Why your Agile roll-out is failing

You read the books. You went to the talks. You even paid for the 3 day course. Then you rolled out Agile across the organization. What could possibly go wrong?

Why, after 18 months, are you not seeing the better-faster-cheaper results they guaranteed you? And where can you get your money back?

Rather than paying for yet another Agile consultant to come in and tell you how you're doing it all wrong, come along to Dan's talk about the most common failure modes he encounters in Agile adoption.

Dan North

Dan has been writing software for over 15 years, and is a principal consultant with technology consultancy ThoughtWorks. He spends his time helping teams become more effective at delivering software, and presents at conferences such as JAOO, Agile and OOPSLA on topics ranging from learning theory to behaviour-driven development. He has published articles in the Java Developers' Journal and Better Software, and for CIO newsletters and the DSDM consortium. 

14:15 - 15:05

Project success by helping project members realize their full potential.

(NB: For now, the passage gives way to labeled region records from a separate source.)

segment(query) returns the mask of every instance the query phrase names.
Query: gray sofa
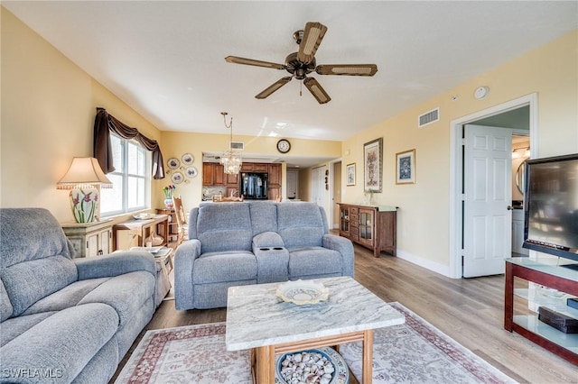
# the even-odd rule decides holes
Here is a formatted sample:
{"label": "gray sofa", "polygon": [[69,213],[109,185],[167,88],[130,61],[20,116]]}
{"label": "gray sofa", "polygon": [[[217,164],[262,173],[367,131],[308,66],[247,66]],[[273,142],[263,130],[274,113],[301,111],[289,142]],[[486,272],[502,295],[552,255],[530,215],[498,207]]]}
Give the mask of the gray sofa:
{"label": "gray sofa", "polygon": [[0,209],[0,382],[107,383],[155,310],[147,252],[74,259],[45,209]]}
{"label": "gray sofa", "polygon": [[227,306],[229,287],[353,277],[353,245],[313,203],[205,203],[174,257],[177,309]]}

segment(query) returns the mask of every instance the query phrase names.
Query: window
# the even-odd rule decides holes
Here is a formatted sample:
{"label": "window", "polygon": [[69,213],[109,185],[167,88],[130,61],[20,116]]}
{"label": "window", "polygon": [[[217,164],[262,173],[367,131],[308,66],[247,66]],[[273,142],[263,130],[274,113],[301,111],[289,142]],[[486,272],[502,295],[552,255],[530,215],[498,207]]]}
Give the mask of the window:
{"label": "window", "polygon": [[150,206],[151,155],[135,141],[110,135],[115,171],[107,174],[112,188],[100,192],[100,215],[146,209]]}

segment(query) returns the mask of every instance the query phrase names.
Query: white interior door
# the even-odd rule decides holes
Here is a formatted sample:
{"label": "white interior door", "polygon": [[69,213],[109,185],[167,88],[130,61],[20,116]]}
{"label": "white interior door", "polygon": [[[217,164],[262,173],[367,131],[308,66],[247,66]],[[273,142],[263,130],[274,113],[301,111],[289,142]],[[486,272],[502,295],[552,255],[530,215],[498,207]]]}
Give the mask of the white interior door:
{"label": "white interior door", "polygon": [[512,251],[512,131],[464,130],[463,277],[504,273]]}

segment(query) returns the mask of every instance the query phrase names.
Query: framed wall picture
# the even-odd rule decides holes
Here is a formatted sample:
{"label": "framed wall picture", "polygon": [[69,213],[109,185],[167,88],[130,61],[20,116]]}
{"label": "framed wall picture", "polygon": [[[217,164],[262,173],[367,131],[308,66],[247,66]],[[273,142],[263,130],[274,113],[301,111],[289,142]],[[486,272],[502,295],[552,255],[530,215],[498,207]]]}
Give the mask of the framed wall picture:
{"label": "framed wall picture", "polygon": [[355,185],[355,163],[348,164],[345,169],[345,185],[348,187]]}
{"label": "framed wall picture", "polygon": [[396,184],[415,183],[415,150],[396,153]]}
{"label": "framed wall picture", "polygon": [[381,192],[383,169],[383,138],[363,144],[363,189]]}

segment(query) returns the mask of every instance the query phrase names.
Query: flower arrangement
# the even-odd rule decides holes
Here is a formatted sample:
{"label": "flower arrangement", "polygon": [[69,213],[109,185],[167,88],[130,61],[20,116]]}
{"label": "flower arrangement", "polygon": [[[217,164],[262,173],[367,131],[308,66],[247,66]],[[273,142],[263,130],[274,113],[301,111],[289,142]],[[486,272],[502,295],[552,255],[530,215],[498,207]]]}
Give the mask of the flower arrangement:
{"label": "flower arrangement", "polygon": [[77,223],[92,223],[97,213],[98,195],[96,189],[72,189],[70,205]]}
{"label": "flower arrangement", "polygon": [[174,194],[174,190],[177,187],[172,185],[166,186],[163,188],[163,192],[164,192],[164,197],[165,198],[172,198],[172,195]]}

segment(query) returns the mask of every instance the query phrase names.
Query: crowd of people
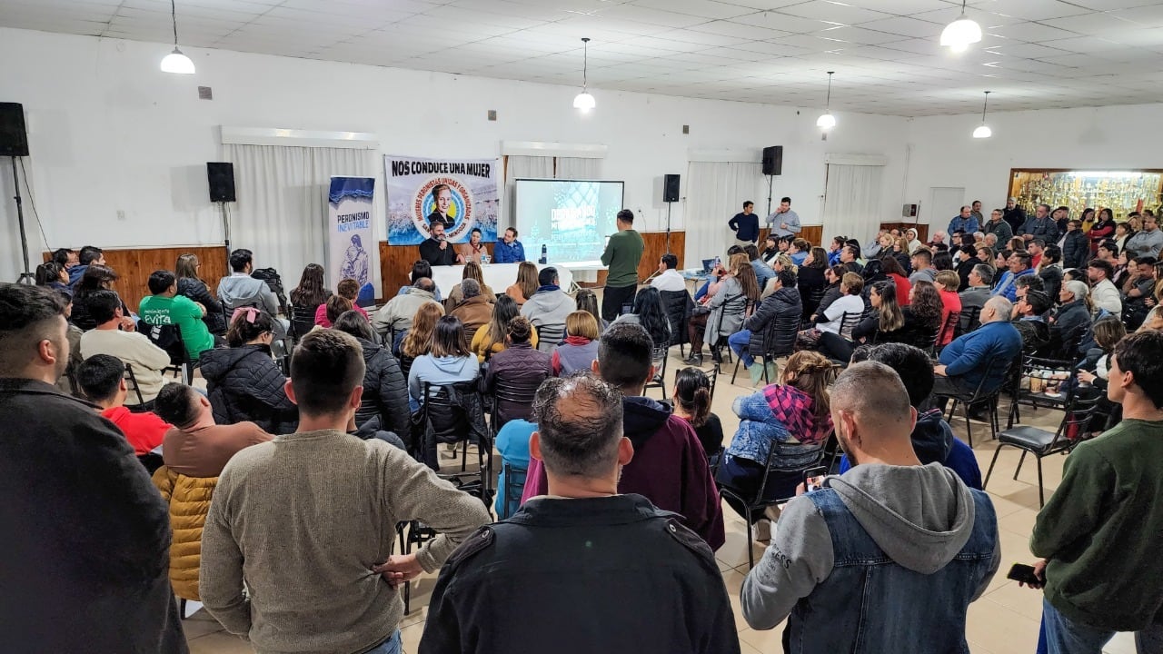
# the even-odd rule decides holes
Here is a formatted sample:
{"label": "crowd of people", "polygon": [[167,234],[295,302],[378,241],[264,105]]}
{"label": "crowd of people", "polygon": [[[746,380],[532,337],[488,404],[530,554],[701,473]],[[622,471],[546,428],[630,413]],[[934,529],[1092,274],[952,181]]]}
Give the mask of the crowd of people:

How coaching can be used to improve collaboration in projects. 
Introduction: Laying the foundation and ensuring common definitions.
Coaching the PM to develop him professionally and as an individual.
Coaching  a project team as a group, as well as the individuals within the group.
How the PM can develop coaching skills and use them in his work.

Bengt Wendel

Unlocking people’s potential is my mission. I work as a professional coach and mentor.

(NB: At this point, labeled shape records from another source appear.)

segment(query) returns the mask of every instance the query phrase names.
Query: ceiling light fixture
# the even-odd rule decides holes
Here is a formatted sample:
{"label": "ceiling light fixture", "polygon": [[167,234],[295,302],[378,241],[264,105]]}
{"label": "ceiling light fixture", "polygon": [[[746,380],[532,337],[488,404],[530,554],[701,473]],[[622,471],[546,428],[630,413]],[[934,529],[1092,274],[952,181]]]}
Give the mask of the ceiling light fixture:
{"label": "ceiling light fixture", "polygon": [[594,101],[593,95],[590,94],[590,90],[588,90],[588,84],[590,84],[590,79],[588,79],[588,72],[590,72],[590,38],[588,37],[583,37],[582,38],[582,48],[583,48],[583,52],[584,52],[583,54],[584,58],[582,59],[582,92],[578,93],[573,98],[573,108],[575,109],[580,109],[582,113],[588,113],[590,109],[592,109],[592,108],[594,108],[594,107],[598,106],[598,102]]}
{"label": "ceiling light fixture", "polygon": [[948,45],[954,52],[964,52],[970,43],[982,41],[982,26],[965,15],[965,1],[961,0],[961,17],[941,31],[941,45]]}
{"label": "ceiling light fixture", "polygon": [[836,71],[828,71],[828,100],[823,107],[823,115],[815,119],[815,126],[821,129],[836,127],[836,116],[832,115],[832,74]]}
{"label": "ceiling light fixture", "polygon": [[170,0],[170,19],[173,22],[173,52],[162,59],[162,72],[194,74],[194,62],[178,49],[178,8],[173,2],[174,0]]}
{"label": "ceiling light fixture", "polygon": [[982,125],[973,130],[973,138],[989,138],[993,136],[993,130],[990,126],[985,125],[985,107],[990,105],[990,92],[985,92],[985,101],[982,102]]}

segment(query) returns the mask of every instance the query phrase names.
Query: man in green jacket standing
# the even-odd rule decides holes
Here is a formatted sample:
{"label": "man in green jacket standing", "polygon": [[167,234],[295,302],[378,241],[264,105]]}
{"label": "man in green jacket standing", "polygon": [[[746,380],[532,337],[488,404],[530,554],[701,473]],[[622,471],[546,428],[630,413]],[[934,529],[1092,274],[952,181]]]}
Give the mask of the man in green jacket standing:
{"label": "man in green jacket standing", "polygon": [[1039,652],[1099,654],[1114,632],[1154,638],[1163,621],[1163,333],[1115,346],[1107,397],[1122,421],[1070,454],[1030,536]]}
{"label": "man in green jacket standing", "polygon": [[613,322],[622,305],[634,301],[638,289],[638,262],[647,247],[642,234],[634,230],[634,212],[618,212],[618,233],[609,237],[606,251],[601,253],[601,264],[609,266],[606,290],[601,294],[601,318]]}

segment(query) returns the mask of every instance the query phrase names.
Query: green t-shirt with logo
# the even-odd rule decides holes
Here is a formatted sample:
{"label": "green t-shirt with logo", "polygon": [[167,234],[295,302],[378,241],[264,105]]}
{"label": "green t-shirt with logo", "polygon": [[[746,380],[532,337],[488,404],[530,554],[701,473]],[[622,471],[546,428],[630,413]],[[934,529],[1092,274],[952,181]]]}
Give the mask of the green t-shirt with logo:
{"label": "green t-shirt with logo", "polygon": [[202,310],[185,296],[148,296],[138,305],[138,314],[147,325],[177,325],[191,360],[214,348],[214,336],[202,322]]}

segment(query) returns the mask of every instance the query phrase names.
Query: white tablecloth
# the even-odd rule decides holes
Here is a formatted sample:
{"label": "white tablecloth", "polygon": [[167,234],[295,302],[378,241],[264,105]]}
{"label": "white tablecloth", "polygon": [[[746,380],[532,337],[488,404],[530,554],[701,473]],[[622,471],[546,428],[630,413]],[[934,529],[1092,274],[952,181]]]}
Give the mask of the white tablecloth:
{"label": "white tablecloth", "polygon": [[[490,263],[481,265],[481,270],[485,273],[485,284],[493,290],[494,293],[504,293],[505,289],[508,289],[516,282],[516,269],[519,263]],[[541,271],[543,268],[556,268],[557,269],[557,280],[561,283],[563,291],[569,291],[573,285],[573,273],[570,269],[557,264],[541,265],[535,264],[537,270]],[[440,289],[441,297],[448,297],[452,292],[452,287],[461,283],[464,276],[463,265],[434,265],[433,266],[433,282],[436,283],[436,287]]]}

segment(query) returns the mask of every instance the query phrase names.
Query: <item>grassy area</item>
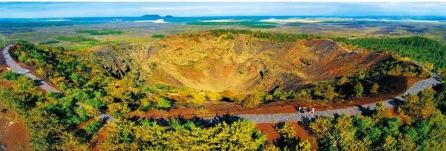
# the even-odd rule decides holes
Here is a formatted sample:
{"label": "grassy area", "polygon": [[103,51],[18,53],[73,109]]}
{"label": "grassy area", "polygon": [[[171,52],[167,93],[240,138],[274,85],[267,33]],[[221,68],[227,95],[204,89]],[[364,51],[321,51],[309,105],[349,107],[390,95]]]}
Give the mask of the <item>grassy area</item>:
{"label": "grassy area", "polygon": [[102,30],[81,30],[78,31],[79,33],[88,33],[90,35],[122,35],[124,31],[113,30],[113,29],[102,29]]}
{"label": "grassy area", "polygon": [[79,43],[86,42],[96,42],[97,40],[91,38],[86,38],[83,36],[59,36],[56,39],[62,41],[68,41],[71,42]]}
{"label": "grassy area", "polygon": [[52,44],[58,44],[58,43],[61,43],[61,42],[58,40],[49,40],[47,42],[40,42],[40,45],[52,45]]}
{"label": "grassy area", "polygon": [[162,34],[155,34],[152,35],[152,38],[163,38],[164,37],[166,37],[166,35]]}
{"label": "grassy area", "polygon": [[188,22],[186,24],[190,25],[238,25],[251,28],[260,29],[271,29],[276,27],[276,23],[272,22],[260,22],[257,21],[238,21],[238,22]]}

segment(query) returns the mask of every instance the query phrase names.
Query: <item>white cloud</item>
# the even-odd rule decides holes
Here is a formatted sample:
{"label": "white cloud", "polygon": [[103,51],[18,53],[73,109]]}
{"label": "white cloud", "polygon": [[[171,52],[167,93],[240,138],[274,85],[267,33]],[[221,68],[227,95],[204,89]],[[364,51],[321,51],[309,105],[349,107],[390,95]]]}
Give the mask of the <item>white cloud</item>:
{"label": "white cloud", "polygon": [[199,10],[206,9],[207,7],[198,7],[198,6],[178,6],[178,7],[144,7],[141,10]]}

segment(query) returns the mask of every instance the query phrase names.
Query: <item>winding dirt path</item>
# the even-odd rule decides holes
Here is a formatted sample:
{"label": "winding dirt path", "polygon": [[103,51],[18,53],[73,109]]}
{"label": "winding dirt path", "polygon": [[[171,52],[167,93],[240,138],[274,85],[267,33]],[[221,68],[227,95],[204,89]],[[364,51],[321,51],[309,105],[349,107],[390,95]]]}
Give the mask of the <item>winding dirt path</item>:
{"label": "winding dirt path", "polygon": [[[415,83],[409,89],[408,89],[402,95],[393,99],[383,102],[387,108],[394,107],[398,102],[403,100],[404,97],[409,94],[417,94],[420,91],[431,88],[433,86],[441,83],[441,77],[435,73],[431,73],[431,78],[421,80]],[[352,106],[344,109],[325,110],[317,111],[314,114],[309,112],[305,113],[275,113],[275,114],[240,114],[236,116],[248,119],[256,122],[295,122],[304,120],[312,119],[318,116],[328,117],[336,115],[348,114],[354,116],[361,114],[364,111],[373,109],[376,106],[376,103],[369,104],[358,106]]]}
{"label": "winding dirt path", "polygon": [[[6,65],[9,66],[11,70],[21,73],[25,74],[27,77],[33,79],[35,81],[40,81],[42,84],[40,84],[39,86],[45,91],[53,91],[61,93],[57,90],[57,88],[54,88],[51,85],[48,84],[45,81],[39,79],[36,75],[33,75],[32,73],[29,72],[26,69],[21,67],[18,65],[10,56],[8,50],[13,44],[8,45],[5,47],[1,53],[5,58],[5,61]],[[383,103],[386,107],[390,108],[394,107],[396,104],[403,100],[403,98],[407,96],[408,94],[417,94],[420,90],[431,88],[433,86],[439,84],[441,83],[441,77],[437,75],[435,73],[431,72],[431,78],[421,80],[420,81],[416,82],[409,89],[408,89],[403,94],[396,97],[393,99],[388,100],[384,101]],[[79,105],[80,104],[76,103],[76,104]],[[80,105],[82,106],[82,105]],[[244,119],[247,119],[252,120],[254,122],[258,123],[263,123],[263,122],[295,122],[295,121],[302,121],[306,119],[312,119],[318,116],[331,116],[335,115],[341,115],[341,114],[348,114],[351,116],[360,114],[362,111],[373,109],[376,106],[376,103],[369,104],[362,106],[353,106],[344,109],[332,109],[332,110],[325,110],[325,111],[316,111],[314,114],[306,112],[305,113],[271,113],[271,114],[240,114],[240,115],[234,115],[235,116],[240,117]],[[102,113],[99,116],[100,118],[106,120],[107,122],[109,122],[114,120],[114,118],[105,113]]]}
{"label": "winding dirt path", "polygon": [[[15,61],[13,59],[13,57],[8,52],[9,49],[13,46],[14,46],[14,44],[9,44],[4,47],[1,50],[1,54],[3,55],[3,57],[5,60],[5,63],[6,63],[6,65],[9,67],[9,69],[10,69],[11,71],[19,74],[23,74],[34,80],[34,81],[37,83],[37,86],[38,86],[40,88],[42,88],[42,90],[45,92],[54,92],[63,94],[56,88],[54,87],[45,80],[39,78],[38,76],[33,74],[33,73],[31,73],[29,70],[20,66],[20,65],[15,62]],[[76,102],[76,105],[82,106],[82,104],[79,102]],[[105,119],[105,122],[107,122],[115,120],[113,116],[106,113],[101,113],[98,116],[98,117],[100,117],[101,119]]]}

Inquisitive, openminded, loves life and conversations is a summary of how I am.

I worked in IT for 35+ years, I have seen the evolution of computing from inside the business. Twelve of those years were as self-employed, the rest of those years were as employed.

15:35 - 16:25

Situational Leadership on Projects: Adopting Leadership Style to Conditions

On projects, you need to adjust your leadership style to reflect the circumstances you face.This presentation offers a framework for identifying appropriate leadership style, based on such factors as project size, time horizon, risk, complexity, novelty, and level of team cohesiveness. It also points out that you don't need to have great charisma to be a good leader. Transactional leadership is often good enough. If you are really good at what you do, this will gain you followers.

J. Davidson Frame

J. Davidson Frame, PhD, PMP is Academic Dean at the University of Management and Technology, Arlington, Va. Prior to joining UMT in 1998, he served 19 years on the faculty of the George Washington University, Washington, DC, where he was Chairman of the Department of Management Science and established GWU's project management program. David has authored 30 academic articles and 10 books. He was on the Board of Directors of the Project Management Institute for 11 years, and is a PMI Fellow.

16:40 - 17:30

ABC in Projects

“A” stands for the activators and relates back to what actions we can take to make a preferred behavior happen. “B” is the behavior as a result of an activator. “C” means that we need to support the individual with consequences such as motivation. Psychological research tells us that If we want to change a Behavior, 80 % of the impact is related to our way of working with the Consequences of the changed behavior in comparison with working on different Activators.

Leif Dagsberg

Leif is a former Major at the Swedish Armed Forces/Army, now Major in the Reserve. During his 15 years in the Armed Forces he acquired extensive experience of leadership, communication and project management. Leif has held leading positions both within line and project organizations. He shifted his career to Management Consulting, soon a decade ago, at Wenell Management AB (one of the leading project management companies in Scandinavia).